I am talking to you today because of a repurposed drug and feel strongly about doing what I can to get this concept out around other rare diseases. I don't think I've come up with any brilliant ideas but I think about it a lot. I helped to propose a bill to make it so that if a drug is approved for a common condition and the studies prove that it works for a rare disease, it gets an added 6 months of market exclusivity. That doesn't address all the drugs that are already generic. There needs to be a concerted effort that explores what drugs are out there that could be treatments and cures for diseases that don't have any. We need to think of creative ways to use artificial intelligence to predict drugs that are likely to help people and move those along to clinical trials.

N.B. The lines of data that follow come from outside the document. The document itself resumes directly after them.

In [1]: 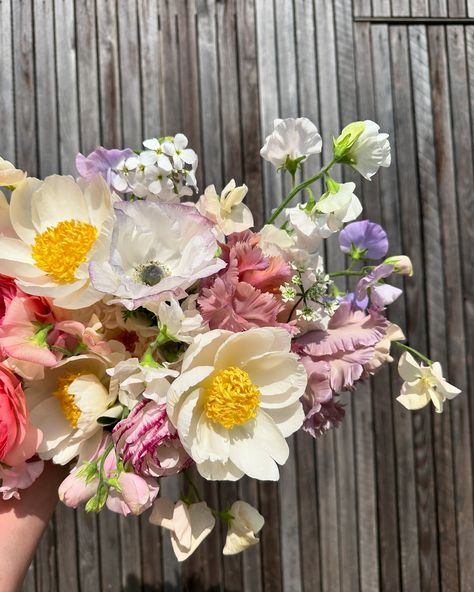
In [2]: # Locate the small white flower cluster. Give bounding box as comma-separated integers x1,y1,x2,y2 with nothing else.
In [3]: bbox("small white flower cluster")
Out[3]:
113,134,198,203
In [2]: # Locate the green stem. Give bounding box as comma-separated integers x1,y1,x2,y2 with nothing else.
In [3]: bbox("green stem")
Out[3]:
266,158,336,224
392,341,433,366
328,269,364,277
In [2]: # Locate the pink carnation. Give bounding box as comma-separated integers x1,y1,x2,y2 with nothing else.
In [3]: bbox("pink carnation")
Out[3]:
113,400,192,477
198,231,296,334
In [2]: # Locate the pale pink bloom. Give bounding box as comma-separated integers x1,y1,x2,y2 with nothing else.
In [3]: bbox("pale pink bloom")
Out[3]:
58,466,99,508
112,400,192,477
104,450,160,516
0,460,44,500
150,497,216,561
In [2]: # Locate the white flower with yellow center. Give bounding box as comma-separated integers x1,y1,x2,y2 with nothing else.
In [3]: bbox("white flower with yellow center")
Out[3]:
0,175,113,309
167,327,307,481
26,355,122,465
397,352,461,413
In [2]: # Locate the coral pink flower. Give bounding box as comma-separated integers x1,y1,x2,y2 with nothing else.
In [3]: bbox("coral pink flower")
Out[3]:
0,364,42,466
112,400,192,477
198,231,296,334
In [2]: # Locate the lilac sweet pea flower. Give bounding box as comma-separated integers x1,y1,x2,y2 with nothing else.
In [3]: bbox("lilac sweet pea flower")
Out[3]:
353,264,402,310
76,146,134,191
339,220,388,259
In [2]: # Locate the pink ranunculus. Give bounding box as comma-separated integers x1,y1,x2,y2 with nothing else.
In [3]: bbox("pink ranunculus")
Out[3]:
0,460,44,500
0,364,42,467
112,400,192,477
198,237,297,335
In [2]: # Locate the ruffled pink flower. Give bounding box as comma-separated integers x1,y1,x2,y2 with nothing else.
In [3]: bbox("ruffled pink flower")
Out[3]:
112,400,192,477
293,302,389,436
0,460,44,500
198,231,297,334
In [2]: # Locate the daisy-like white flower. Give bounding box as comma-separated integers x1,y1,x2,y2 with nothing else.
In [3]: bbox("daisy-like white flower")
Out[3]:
260,117,323,169
168,327,307,481
196,179,253,236
0,175,113,309
89,201,225,310
223,500,265,555
397,352,461,413
334,119,391,181
0,156,26,187
26,354,122,465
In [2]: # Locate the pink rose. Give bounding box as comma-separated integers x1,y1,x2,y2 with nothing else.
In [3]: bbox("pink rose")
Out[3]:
0,364,42,466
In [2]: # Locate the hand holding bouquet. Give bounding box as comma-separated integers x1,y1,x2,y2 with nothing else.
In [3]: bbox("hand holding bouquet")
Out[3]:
0,118,460,560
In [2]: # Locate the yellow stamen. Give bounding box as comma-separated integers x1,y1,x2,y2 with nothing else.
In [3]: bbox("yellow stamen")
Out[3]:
31,220,98,284
53,372,85,429
204,366,260,429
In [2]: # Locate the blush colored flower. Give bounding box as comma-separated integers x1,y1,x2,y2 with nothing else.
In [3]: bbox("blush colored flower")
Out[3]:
339,220,388,259
150,497,216,561
0,364,42,467
76,146,134,191
90,201,225,310
113,400,192,477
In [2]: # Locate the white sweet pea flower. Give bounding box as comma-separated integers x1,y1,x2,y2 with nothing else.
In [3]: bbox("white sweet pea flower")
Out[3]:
260,117,323,172
146,294,206,343
334,119,391,181
107,358,179,409
196,179,253,236
397,352,461,413
150,497,216,561
223,500,265,555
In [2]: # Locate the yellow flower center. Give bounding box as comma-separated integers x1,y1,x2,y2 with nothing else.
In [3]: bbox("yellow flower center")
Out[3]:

At what moment did you realize you had found a potential solution for you?
I was engaged and all I wanted was to make it to my wedding day. I had been in and out of the hospital so much that I wasn't looking for heroics. I wanted to find a drug that already existed that could get me to our wedding date. I went through all of my data, did experiment after experiment, reanalyzed data from every angle and I came up with a theory that MTOR, a communication line of my immune system, was contributing. There's a drug that inhibits that particular communication. Before I started testing it on myself, I did a final experiment to prove my hypothesis. I compared my lymph nodes to normal lymph nodes, repeated it a few times and proved to myself that my MTOR was definitely on. There were no guarantees, but there also weren't any other options so I shared the data with my doctors and they agreed that I was onto something. They wrote the prescription, I started taking the medication and hoped that I would make it to my wedding day.
You created a first-of-its-kind program in memory of your mom for young people grieving the loss of a parent. Can you tell us more about that?
This is a reflection of the wonderful person my mom was. After she passed away, I found myself devastated. I wanted to put my sadness into something positive and told my mom before she passed that I would create something in her memory. When you make a promise to someone like that who you love so dearly, you go to the ends of the Earth to make that promise a reality. I talked to other people and was shocked when I learned how many people in my network had gone through similar situations. One of my closest friends' mom died of brain cancer two years before and had never mentioned it to me. It became clear that a big problem with grief is the silence we have. I started AMF, named after my mom, Anne Marie Fajgenbaum. AMF also stands for actively moving forward and it's open to any college student coping with the death or illness of a loved one. My best friend and I created a non-profit called National Students of AMF so we could spread it nationwide.
What can you share with people who are impacted by a rare disease that don't have a lot of patients, money or organization?
If you are battling a rare disease or are caring for someone, the number one priority has to be on your battle. If there's bandwidth on top of that, then there are things we can all do to move closer to treatments. Get connected with a doctor or researcher to see what they need and how you can encourage them to move forward or start a fundraiser. Anyone can assemble a team to start making progress.